Tuesday, April 23, 2024

Responses; amputee knee flexion contracture.

Hello,

Thanks to all for your responses. Below are a list of responses I received.

I will recommend that the patient be fitted with a custom KO with a BK socket

serving as the distal component and a dynamic (ultraflex) knee joint. Some of

the responses alluded to the fact that getting reimbursed may be a problem,

but that’s another subject.

The patients residual limb is 4.75 inches and EMPI does not recommend their

device for residual limbs less than 5.5 inches.

It should also be noted that the patient has been fitted with a preparatory

prosthesis but limited progress is being made. A couple of responses made

suggestions concerning the proper alignment of the prosthesis. It will be

reevaluated with these suggestions in mind. The patient is ambulatory and

wearing the prosthesis approx. 4 hrs/ per day at present. The doctor and the

physical therapist are looking for a brace to aid in the reduction of the

contracture and maintain ROM gains at night.

Original post:

A physician has asked that we evaluate a patient, (BKA) in a local skilled

nursing facility, for an orthosis to improve 30-35 degree knee flexion

contracture. The patient is approx. 6 months post-op. Upon seeing the patient

I immediately think of a custom molded brace with essentially a BK socket and

dynamic (i.e., ultraflex) joint. The problem; there is quite a bit of

osteoarthritis and the patient complains of knee pain with mild stretching. I

am a bit skeptical that the orthosis will be tolerated and/or reduce the

contracture significantly, but in my opinion it is worth a shot.

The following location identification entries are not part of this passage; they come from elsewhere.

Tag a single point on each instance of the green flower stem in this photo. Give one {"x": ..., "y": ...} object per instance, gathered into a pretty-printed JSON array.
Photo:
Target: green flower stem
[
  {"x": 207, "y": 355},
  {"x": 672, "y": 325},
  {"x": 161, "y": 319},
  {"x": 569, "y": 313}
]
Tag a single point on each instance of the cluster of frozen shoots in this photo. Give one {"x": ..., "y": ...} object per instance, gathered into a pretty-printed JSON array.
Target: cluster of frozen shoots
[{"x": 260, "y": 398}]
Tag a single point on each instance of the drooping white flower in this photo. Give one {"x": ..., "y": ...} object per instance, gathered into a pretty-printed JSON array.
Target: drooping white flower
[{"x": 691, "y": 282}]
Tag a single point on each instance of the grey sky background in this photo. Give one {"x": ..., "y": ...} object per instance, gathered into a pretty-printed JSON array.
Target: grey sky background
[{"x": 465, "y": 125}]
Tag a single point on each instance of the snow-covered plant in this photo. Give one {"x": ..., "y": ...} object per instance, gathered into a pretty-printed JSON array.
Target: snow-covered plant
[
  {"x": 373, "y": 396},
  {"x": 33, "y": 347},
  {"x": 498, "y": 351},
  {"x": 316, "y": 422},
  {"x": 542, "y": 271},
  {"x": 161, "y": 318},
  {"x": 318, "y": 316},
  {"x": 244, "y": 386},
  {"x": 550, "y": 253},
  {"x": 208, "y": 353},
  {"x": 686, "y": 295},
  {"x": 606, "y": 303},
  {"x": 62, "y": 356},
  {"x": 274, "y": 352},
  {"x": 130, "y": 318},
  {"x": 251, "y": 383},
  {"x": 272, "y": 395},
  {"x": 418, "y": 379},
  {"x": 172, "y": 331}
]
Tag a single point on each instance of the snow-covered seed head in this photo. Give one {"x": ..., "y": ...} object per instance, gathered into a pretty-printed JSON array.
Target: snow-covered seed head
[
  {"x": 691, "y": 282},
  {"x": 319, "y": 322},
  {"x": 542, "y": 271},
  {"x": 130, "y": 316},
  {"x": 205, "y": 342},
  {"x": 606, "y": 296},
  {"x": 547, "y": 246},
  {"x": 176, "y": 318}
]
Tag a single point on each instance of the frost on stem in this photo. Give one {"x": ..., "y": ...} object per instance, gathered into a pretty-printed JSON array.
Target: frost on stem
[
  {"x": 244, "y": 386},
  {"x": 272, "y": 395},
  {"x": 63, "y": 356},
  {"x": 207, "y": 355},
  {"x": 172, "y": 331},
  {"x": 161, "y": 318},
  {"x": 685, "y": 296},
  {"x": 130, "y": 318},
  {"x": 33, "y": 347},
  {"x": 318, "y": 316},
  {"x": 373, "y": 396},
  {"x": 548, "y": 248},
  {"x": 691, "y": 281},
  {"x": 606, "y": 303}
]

If you have a preferred, cost effective strategy or opinion on the treatment

suggested in a case like this I would appreciate any feedback.

Thank you,

Eddie White, CP

Beacon P&O

Raleigh, NC

Responses:

Check out a prosthoses made by Empi specifically for this

problem.

**********

We used a posterior turn buckle attached to a bk socket used thick pelite or

plastizote liner to make like a hinged thigh lacer type prosthesis & pylon

with lightfoot so pt can ambulate. Used a poly a shell low density with a

pelite front with 2 11/2 inch velcro straps, time and patience it what it

takes

**********

I’ve made a device as you described through Ultra Flex. The tension on the

extension springs can be adjusted to a mild stretch, and increased as

tolerated. Good luck getting paid!

*********

EMPI has a BK contracture brace that I used once with good sucess.

**********

EMPI Corp makes a Bk Contracture Splint.

***********

If the patient is ambulatory, fitting with a prosthesis aligned with a short

heel lever arm will be much more effective in reducing the contracture than

any orthosis. If the patient is not ambulatory, why put the patient through

the pain and the health care system to the expense!! A 30-35 degree knee

flexion contracture does not necessarily prevent ambulation with a

prosthesis. Does the patient also have a hip flexion contracture?

**********

I use the Monodos (static, not dynamic joint), Becker Orthopedic. It’s

pretty slick: the joint only goes in one direction, unless released.

There’s probably more info on the Becker web site.

**********

EMPI have an Orthotic system called the Advance Dynamic ROM. There is a

version for the BK amputee. The principle is that it applies gentle low load

force to the joint acting upon connective tissue. The force is adjustable

and is a coiled spring so that there is no peak drop off. The brace is

adjustable and so is universal size. I t does however come in L&R, its not a

hassle to use it for both. Price is Xy, you can however reuse in a clinical

situation. The contact details are below:

**********

I have successfully treated numerous patients as you describe. In addition to

the usual regiment of PT stretching and exercise and clear instructions on

need

to maintain extended position when not wearing a prosthesis, I fit the patient

with either a temporary (USMC Gold unit or similar) or a modular prosthesis.

The

alignment is such that the patient cannot achieve heel contact during foot

flat

stage of gait or while standing. This exerts a continuous slight extension

moment to the knee. The more the patient walks the more active stretching is

achieved. As the patient is able to achieve heel contact I re-align (extend

the

socket). This process is continued, often having to transfer the socket back

to

a neutral jig when the mechanical end of range is reached, until no further

range

is noted. Slow process, which may be problematic from a funding angle.

Hope this helps.

*********

Empi makes an off-the-shelf product for trans-tib amputees. Tension is

adjustable. It does not work well on short limbs.

*********

Could you please post responses. Your situation has always be a problem.

********

The FLO-TECH-TOR portion of the APOPPS by FLO-TECH can reduce this type of

contracture fairly effectively with a slight modification. When ordering

state you want it for a flexion contracture and the modification will be made

to your specifications.

The best part about this type of reduction is the patient (if able) can

ambulate without changing sockets. The FLO-TECH-TOR remains on the patient

while the pylon and foot are removed after ambulation.